Una leggenda nel mondo del calcio racconta di un Luciano Moggi sornione, correva l’anno 2007, che pizzicato dalla stampa sul talento del milanista Kakà rispondeva: «Uno che si chiama così non può certo giocare nella Juventus». Per la cronaca, il giocatore brasiliano aveva vinto da qualche giorno l’ambito premio del Pallone d’Oro: era dunque il miglior calciatore d’Europa. Menomale che alla Universal non ragionano così, altrimenti che fine avrebbe fatto uno come Alessandro Mannarino? Non certo quella attuale, che poi in realtà è un inizio luminoso. Perché il cantautore romano è un punto fermo della celebre casa discografica, emancipatosi ormai da palchi e palchetti della Capitale (battuti uno a uno per anni e ancora anni) e pronto ad approdare stasera e domani addirittura sul nobilissimo parterre dell’Auditorium Conciliazione, dove concluderà il fortunato tour “L’ultimo giorno dell’umanitá” (andato esaurito ovunque).
Sono un ricordo i tempi del “dj con la chitarra”, quando si esibiva in strane session a cavallo tra il djing e il live acustico, così come quelli della “Kampina”, la band folk che formò nel 2006 al ritmo di trombone, basso, fisarmonica, batteria, violino e chitarra. Esperienze lontane nella memoria eppure mai uscite dal cuore del baffuto artista. E’ merito di quella gavetta se si è fatto conoscere, apprezzare, seguire e poi inseguire: performance dopo performance, festival dopo fesival, club dopo club e piazza dopo piazza. Da stornellatore de noantri Mannarino s’è guadagnato – cum laude – la promozione al ruolo di cantautore metropolitano, con le sue musiche di confine, eclettiche e contaminate. E ispirate ai suoni e ai volti di una via Casilina globalizzata dove Gabriella Ferri passeggia con Manu Chao e Domenico Modugno va a braccetto con Cesaria Evora.

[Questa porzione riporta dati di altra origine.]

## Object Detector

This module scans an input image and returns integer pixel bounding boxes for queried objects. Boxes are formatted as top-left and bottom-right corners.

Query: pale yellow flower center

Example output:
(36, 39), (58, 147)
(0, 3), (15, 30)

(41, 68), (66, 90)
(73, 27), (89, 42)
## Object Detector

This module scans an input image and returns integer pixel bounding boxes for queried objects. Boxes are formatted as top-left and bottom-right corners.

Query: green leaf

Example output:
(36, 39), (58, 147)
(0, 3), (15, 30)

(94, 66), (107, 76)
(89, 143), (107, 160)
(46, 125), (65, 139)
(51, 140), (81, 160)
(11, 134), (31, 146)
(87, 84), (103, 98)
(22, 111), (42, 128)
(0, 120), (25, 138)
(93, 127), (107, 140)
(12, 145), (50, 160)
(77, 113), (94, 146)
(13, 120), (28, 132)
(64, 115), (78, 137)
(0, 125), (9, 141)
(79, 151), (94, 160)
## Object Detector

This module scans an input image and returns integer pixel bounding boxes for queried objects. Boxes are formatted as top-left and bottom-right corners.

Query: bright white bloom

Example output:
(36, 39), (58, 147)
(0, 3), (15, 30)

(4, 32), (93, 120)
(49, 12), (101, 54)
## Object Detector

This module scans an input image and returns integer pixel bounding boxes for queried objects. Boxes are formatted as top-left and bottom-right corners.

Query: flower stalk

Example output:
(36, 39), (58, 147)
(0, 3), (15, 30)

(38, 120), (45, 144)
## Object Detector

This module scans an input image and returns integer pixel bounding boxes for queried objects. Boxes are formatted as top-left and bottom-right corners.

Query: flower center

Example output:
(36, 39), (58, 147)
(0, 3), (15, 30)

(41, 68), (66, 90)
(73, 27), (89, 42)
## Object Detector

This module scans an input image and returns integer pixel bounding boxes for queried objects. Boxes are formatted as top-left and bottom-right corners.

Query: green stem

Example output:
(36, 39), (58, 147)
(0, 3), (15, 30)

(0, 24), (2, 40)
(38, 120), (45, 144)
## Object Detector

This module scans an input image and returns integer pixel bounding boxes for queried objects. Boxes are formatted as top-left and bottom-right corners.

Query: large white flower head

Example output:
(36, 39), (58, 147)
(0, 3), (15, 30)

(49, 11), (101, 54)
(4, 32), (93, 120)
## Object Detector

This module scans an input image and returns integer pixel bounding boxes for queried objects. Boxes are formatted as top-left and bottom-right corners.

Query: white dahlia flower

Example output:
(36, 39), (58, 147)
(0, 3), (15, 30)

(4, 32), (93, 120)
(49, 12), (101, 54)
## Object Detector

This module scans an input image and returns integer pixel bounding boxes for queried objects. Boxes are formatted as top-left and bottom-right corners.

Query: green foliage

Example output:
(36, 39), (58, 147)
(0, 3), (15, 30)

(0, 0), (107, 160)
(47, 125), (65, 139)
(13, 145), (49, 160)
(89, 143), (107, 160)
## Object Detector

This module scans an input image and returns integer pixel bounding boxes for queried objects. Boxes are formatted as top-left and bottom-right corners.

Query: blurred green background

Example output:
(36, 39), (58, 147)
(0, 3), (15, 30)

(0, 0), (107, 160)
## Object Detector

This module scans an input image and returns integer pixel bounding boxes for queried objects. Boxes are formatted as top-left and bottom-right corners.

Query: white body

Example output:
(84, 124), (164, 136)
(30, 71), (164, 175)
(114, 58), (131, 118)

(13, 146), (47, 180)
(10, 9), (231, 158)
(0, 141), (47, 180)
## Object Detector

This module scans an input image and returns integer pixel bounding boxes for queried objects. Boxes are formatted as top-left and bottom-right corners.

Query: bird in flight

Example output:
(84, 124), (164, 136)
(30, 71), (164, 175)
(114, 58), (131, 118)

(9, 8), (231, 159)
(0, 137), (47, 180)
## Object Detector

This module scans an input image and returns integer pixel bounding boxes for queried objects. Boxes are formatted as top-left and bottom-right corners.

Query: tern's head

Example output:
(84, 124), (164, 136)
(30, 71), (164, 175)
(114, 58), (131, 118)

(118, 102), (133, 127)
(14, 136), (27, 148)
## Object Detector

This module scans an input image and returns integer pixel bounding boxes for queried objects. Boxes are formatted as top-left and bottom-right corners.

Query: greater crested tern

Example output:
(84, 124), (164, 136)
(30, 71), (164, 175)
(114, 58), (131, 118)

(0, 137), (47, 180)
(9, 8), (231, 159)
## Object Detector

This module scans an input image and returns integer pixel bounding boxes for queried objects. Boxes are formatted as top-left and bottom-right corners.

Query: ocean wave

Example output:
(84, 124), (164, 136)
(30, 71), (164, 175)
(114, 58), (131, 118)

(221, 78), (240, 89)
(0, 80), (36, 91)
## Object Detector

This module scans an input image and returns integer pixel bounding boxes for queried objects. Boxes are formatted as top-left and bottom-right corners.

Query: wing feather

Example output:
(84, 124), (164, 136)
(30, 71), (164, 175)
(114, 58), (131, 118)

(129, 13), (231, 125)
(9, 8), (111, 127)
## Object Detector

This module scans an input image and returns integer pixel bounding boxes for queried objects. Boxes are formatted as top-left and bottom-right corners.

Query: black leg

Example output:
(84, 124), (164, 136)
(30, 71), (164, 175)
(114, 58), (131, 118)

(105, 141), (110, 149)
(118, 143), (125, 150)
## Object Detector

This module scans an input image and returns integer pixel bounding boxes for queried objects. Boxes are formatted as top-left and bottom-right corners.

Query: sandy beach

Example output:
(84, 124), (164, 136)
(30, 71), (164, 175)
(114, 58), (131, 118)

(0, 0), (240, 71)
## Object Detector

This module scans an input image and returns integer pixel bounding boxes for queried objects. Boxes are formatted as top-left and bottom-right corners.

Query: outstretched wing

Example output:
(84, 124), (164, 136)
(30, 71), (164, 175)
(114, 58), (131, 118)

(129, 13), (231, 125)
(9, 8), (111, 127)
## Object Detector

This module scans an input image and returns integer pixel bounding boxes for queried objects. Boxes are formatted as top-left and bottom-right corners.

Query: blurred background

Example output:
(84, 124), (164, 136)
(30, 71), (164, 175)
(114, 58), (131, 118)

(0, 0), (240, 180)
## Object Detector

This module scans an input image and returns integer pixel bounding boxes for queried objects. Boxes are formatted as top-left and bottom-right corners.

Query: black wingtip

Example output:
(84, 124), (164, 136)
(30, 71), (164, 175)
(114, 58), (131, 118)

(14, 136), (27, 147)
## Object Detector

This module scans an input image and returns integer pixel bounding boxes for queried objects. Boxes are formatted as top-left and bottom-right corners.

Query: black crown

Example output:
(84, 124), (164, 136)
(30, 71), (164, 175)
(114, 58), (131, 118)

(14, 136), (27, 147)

Nei suoi testi, macchiati dai forti toni del surrealismo, si vivono storie oniriche e tragicomiche di pagliacci, ubriachi, zingari e innamorati. Partendo da sonorità e ritmi della musica popolare italiana, il talento messo in luce dalla Dandini nella trasmissione “Parla con me” condisce il proprio mondo con elementi di musica balcanica e gitana, citazioni felliniane ed evoluzioni circensi. Due album alle spalle e una recente raccolta intitolata “Capitolo uno” – che contiene anche l’inedito “Vivere la vita” – nella duegiorni al Parco della Musica rivisiterà per l’ultima volta, in chiave teatrale, i brani estratti dai suoi dischi “Il bar della rabbia” e “Supersantos”. Uno show ammaliante fatto di atmosfere e odori della strada, di ricordi e di speranze. Di sogni e di illusioni. Per mettere il punto al primo capoverso di una vita artistica che comunque sa già da dove ripartire. E cioè dal Foro Italico, il 4 luglio, prima tappa del prossimo tour di “Supersantos” intitolato guarda caso “The Resurrection”.